HashMap Implementation (dictionary) in Python

Question

I attempted making a hashmap in python, and it was harder, due to some limitations but this is my version of dictionaries in python. Are there any way to simplify or do the same thing in less code along with tips and tricks?

class HashMap:
    def __init__(self, memory): # refers to the length of the bucket
            self.data = [None] * memory 
            self.memory = memory

    def _hash(self, key):
        hashed_value = 0
        bucket_length = self.memory
        string_length = len(key)
        i = 0
        while i < string_length:
            hashed_value += (ord(key[i]) * i) % bucket_length
            if hashed_value > bucket_length-1:
                hashed_value %= bucket_length-1

            i += 1
        return hashed_value

    def set(self, key, value):
        address = self._hash(key)
        bucket = self.data[address]
        if not bucket:
            self.data[address] = [key, value, None] # None refers to next pointer
        else:
            while bucket[2] != None:
                bucket = bucket[2]
            bucket[2] = [key, value, None]

    def get(self, key):
        address = self._hash(key)
        bucket = self.data[address]
        if bucket:
            while bucket[2] != None or key != bucket[0]:
                bucket = bucket[2]
            if bucket:
                return bucket[1]
        raise KeyError

    def keys(self):
        keys_list = []
        bucket_list = self.data
        for bucket in bucket_list:
            current_bucket = bucket
            if bucket:
                while current_bucket != None:
                    keys_list.append(current_bucket[0])
                    current_bucket = current_bucket[2]
        return keys_list

Answer 1

Your implementation of get is wrong. The code is:

def get(self, key):
        address = self._hash(key)
        bucket = self.data[address]
        if bucket:
            while bucket[2] != None or key != bucket[0]:
                bucket = bucket[2]
            if bucket:
                return bucket[1]
        raise KeyError

The line while bucket[2] != None or key != bucket[0] says "keep traversing the link list as long as it's possible to do so, and if it's impossible, try to do it anyway if the key is wrong". Because of the boolean or, the condition bucket[2] != None means the loop will always step forward in the linked list if it's possible to do so - even if the current key is correct. On top of that, once the loop gets to the last element, if the key at that position does not match the given key, the loop will attempt to iterate once more, giving us:

TypeError                                 Traceback (most recent call last)
<ipython-input-7-a5939dc0e83e> in <module>()
----> 1 h.get("apple")

<ipython-input-1-4777e6d3506b> in get(self, key)
     31         bucket = self.data[address]
     32         if bucket:
---> 33             while bucket[2] != None or key != bucket[0]:
     34                 bucket = bucket[2]
     35             if bucket:

TypeError: 'NoneType' object is not subscriptable

The result is get fails with this error in every case except when the requested key is the last one in its slot.

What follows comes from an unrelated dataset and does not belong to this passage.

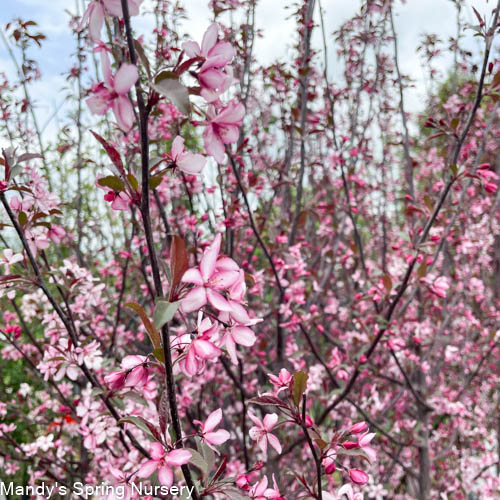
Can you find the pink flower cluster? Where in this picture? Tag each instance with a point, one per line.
(220, 283)
(215, 77)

The correct condition is of course while bucket[2] != None and key != bucket[0]. We then need to check afterwards that we got out of the loop because we found the right key, not because we ran out of buckets, giving us the implementation:

def get(self, key):
        address = self._hash(key)
        bucket = self.data[address]
        if bucket:
            while bucket[2] != None and key != bucket[0]:
                bucket = bucket[2]
            if bucket[0] == key:
                return bucket[1]
        raise KeyError

Answer 2

Your implementation of set is also wrong. If you set the same key twice, the first value should be overwritten. Instead, the new key-value pair is added to the end of the bucket list, so memory usage will increase, the keys method will return multiple copies of the same key.